One of the search techniques we could implement is a binary search. But to use it we would need to order our strings somehow. For that purpose we will use java.util.Arrays.compare method which compares two byte arrays lexicographically. But we still need to have a way to random access our strings by their initial index in the array, so we will maintain the mapping of the sorted string index to the initial index to the string.

Hence our improved search complexity has increased from O(N) to O(log2N) and our memory usage is still reasonable, jumping from 400KB to 800KB since we added one O(N) space Array[Int].

Let’s get some numbers on performance. For each benchmark, we will run lookup by string for a random string from the initial list(id must always be present). To persist fairness of benchmarks between methods, we will use random with specific seed for it to always generate random data in the same order, meaning the same strings and ids for lookup.

Benchmark                                   Score       Error  Units
bruteForceDisk 2.582 ± 0.330 ops/s
diskBinarySearch 37412.364 ± 2205.060 ops/s

On a 1kk string, binary search is much better than brute force, but still, can we improve its performance somehow? Let’s check our flame-graph:

We can clearly see here — RandomAccessFile.seek() is a most expensive operation. With the second most costly operation is RandomAccessFile.read(). Reading bytes from disk is less expensive than moving the current offset for file descriptors.
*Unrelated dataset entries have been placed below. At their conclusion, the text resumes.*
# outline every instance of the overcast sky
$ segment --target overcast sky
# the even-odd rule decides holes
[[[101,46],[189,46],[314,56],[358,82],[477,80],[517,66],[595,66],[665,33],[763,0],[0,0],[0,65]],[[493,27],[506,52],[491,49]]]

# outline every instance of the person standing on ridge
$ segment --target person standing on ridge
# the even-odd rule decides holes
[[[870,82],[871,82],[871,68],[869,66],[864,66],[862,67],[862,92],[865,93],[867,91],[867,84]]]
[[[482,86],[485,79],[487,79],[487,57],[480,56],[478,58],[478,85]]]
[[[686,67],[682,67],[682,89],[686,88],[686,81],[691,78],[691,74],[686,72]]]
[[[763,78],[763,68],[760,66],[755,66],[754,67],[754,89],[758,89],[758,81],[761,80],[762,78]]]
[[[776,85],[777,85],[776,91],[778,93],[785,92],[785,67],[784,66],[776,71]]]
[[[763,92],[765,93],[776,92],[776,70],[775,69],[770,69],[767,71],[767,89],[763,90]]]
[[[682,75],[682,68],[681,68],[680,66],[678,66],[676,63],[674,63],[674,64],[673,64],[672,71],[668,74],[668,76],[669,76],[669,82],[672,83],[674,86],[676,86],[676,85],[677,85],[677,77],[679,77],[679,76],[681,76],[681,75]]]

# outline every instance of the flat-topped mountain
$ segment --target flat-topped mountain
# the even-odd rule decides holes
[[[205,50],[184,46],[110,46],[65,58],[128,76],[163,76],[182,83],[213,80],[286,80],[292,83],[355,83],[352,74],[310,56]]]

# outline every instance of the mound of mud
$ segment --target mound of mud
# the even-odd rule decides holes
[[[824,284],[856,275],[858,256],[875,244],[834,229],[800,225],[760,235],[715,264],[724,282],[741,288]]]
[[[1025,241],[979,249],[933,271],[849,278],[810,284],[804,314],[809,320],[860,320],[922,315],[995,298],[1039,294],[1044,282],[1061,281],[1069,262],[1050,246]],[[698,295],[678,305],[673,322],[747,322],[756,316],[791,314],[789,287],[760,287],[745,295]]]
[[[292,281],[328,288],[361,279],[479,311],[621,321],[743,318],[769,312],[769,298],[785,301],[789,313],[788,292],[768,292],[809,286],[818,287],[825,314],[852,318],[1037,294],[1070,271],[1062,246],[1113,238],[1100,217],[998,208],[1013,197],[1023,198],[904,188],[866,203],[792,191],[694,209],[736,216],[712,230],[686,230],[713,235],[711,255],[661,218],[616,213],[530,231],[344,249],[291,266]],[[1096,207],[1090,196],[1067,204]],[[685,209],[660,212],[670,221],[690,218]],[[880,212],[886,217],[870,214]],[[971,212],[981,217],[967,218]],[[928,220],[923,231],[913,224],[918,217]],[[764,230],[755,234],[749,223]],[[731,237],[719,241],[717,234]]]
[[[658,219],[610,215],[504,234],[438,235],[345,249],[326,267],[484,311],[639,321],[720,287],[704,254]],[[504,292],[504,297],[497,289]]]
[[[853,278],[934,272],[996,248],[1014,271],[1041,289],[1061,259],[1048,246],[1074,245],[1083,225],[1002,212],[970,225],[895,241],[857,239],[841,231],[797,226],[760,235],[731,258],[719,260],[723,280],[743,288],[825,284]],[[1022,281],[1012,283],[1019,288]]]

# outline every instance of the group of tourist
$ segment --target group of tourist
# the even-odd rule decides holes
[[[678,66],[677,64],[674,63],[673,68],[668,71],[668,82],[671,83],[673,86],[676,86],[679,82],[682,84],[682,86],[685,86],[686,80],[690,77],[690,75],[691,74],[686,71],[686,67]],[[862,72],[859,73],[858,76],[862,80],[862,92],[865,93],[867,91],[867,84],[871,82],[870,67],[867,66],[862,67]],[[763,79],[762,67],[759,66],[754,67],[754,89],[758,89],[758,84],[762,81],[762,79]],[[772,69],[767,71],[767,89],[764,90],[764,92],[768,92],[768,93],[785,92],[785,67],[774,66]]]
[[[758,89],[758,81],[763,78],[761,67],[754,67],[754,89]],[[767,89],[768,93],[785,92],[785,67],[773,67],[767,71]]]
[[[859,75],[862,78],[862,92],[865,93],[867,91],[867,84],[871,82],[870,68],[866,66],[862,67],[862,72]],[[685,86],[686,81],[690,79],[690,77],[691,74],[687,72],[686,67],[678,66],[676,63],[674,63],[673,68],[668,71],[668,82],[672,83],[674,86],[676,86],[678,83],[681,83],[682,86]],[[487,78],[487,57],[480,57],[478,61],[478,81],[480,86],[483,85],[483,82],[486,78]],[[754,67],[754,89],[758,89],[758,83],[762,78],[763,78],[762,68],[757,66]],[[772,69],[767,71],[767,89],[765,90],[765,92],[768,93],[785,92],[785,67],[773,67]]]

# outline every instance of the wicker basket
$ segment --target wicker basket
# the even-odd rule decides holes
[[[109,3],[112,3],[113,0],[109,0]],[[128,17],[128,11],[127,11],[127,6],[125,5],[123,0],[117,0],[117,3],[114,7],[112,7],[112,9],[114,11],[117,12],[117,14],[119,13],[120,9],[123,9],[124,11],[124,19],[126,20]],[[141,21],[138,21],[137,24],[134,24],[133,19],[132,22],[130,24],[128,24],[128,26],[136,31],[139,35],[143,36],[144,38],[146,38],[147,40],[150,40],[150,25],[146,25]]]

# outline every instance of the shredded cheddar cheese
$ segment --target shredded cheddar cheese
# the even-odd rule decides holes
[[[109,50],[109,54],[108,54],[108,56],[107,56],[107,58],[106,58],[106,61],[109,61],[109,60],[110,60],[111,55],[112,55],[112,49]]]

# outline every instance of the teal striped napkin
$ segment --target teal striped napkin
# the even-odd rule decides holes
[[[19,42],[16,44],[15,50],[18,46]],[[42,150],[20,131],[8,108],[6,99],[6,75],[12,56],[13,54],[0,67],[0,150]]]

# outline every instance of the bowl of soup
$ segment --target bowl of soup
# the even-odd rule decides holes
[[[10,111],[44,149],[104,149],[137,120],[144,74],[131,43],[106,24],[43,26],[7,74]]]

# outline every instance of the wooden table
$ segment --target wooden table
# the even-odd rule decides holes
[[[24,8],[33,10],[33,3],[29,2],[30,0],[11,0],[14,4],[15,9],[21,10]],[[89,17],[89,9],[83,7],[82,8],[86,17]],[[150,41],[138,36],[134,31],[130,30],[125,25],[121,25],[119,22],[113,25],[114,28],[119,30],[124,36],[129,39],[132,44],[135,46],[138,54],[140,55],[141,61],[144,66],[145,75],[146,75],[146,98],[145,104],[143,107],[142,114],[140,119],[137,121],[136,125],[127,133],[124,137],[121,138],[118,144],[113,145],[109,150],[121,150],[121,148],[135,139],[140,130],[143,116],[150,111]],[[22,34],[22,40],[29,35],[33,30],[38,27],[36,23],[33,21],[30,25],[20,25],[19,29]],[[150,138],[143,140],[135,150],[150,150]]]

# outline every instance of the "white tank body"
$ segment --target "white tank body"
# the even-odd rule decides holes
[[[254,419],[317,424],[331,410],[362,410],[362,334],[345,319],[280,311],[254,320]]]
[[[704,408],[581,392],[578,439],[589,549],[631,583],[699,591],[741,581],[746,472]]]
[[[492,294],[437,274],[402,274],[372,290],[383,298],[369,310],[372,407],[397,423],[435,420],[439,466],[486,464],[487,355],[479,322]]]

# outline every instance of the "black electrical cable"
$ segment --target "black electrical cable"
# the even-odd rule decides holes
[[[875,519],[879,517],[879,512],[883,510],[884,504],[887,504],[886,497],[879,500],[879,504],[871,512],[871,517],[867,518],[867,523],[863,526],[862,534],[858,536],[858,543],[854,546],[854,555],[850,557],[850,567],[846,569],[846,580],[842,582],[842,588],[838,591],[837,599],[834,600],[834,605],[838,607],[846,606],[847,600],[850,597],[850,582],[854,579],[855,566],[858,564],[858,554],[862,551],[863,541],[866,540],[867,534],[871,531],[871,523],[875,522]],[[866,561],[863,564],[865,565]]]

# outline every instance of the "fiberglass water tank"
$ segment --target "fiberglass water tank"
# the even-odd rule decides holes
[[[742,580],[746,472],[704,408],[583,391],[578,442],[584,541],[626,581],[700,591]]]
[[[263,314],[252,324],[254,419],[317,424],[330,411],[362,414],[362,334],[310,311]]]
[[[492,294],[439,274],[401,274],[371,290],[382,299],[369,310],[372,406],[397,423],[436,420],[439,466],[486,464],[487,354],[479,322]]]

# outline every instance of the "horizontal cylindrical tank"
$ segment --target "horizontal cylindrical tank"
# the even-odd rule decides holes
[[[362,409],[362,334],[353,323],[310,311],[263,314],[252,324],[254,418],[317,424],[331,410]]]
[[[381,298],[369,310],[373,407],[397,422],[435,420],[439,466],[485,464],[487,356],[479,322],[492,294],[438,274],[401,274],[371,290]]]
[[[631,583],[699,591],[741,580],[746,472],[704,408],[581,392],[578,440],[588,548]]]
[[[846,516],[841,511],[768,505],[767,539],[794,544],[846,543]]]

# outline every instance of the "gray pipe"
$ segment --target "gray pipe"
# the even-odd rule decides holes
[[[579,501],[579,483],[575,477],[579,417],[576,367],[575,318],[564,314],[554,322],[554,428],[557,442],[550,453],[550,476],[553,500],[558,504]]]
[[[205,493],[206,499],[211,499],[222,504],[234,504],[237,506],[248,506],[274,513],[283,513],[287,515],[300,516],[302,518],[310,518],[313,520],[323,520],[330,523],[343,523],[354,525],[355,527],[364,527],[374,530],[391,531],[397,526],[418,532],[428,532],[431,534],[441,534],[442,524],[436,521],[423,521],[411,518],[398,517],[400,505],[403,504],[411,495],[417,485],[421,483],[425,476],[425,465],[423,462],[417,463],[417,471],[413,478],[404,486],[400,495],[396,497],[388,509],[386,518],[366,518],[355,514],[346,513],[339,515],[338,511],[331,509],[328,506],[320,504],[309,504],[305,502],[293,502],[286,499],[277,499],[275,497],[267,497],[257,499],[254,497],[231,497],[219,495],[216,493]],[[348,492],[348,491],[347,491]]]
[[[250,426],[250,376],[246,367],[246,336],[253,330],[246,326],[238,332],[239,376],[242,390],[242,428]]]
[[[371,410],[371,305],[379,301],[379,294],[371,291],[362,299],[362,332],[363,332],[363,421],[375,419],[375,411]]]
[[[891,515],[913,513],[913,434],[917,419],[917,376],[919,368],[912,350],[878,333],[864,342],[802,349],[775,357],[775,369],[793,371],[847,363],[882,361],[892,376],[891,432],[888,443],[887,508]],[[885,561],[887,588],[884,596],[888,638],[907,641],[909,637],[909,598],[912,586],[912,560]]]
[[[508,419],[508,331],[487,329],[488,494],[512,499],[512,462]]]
For 1kk strings, we are doing on average log2 1000000 ~ 20 iterations, each iteration is doing 1 seek and 1 read, meaning ~ 20 disks seek calls to search one value. Is there any way we could reduce the number of seek calls?

Simplified B-Tree

B-Tree index is one of the most common indexes in relational databases. In short, this kind of tree allows each tree node to have more than two children. Since we now have higher branching, our search complexity drops from log2 N to logM N, since on each step we will drop M-1/M of possible strings to search. And the most important — we will have less disk seeks!

Sounds promising, but how do we build it? The procedure of building a balanced BTree is really sophisticated. Luckily for us, each dictionary is immutable, and we can cut corners by simply splitting our list into a multilayered tree. Here is how we do it:

  1. Define a recursive function with left (L) border and right border (R).
  2. If L becomes bigger than R, stop.
  3. If the number of elements between L and R is less than the branching factor, write node information about just these elements, without any children.
  4. Else we calculate the number of children nodes for each node.
  5. Split the L to R range into a branching factor number of ranges.
  6. For each range run step 2.

Now let’s discuss how we serialize node information. We will save the relationship between tree nodes (child node ids) on disk otherwise, it will take too much memory. The original string id is stored as a value in each node. Information about its disk start and total bytes length will be saved into arrays for each node.

First, we write the number of children the node has. For each child, we write the original string id and child node id(or -1), and then for each entry, we write string bytes. During this serialization, we fill up info about each string offset and length to maintain the ability to randomly access string bytes by id.

Now, we have a tree, and we need to query it somehow. The idea is pretty simple:

  1. Cache the root of the tree, since it will always be used.
  2. Compare word bytes with each entry string. If strings are equal, return the entry’s string id.
  3. If word bytes are lexicographically less than current entry bytes, dive into the child node of current entry.
  4. Seek to the disk offset of the child tree node and read it fully into memory. Start from step 2 until all until all nodes will be compared or required string will be found.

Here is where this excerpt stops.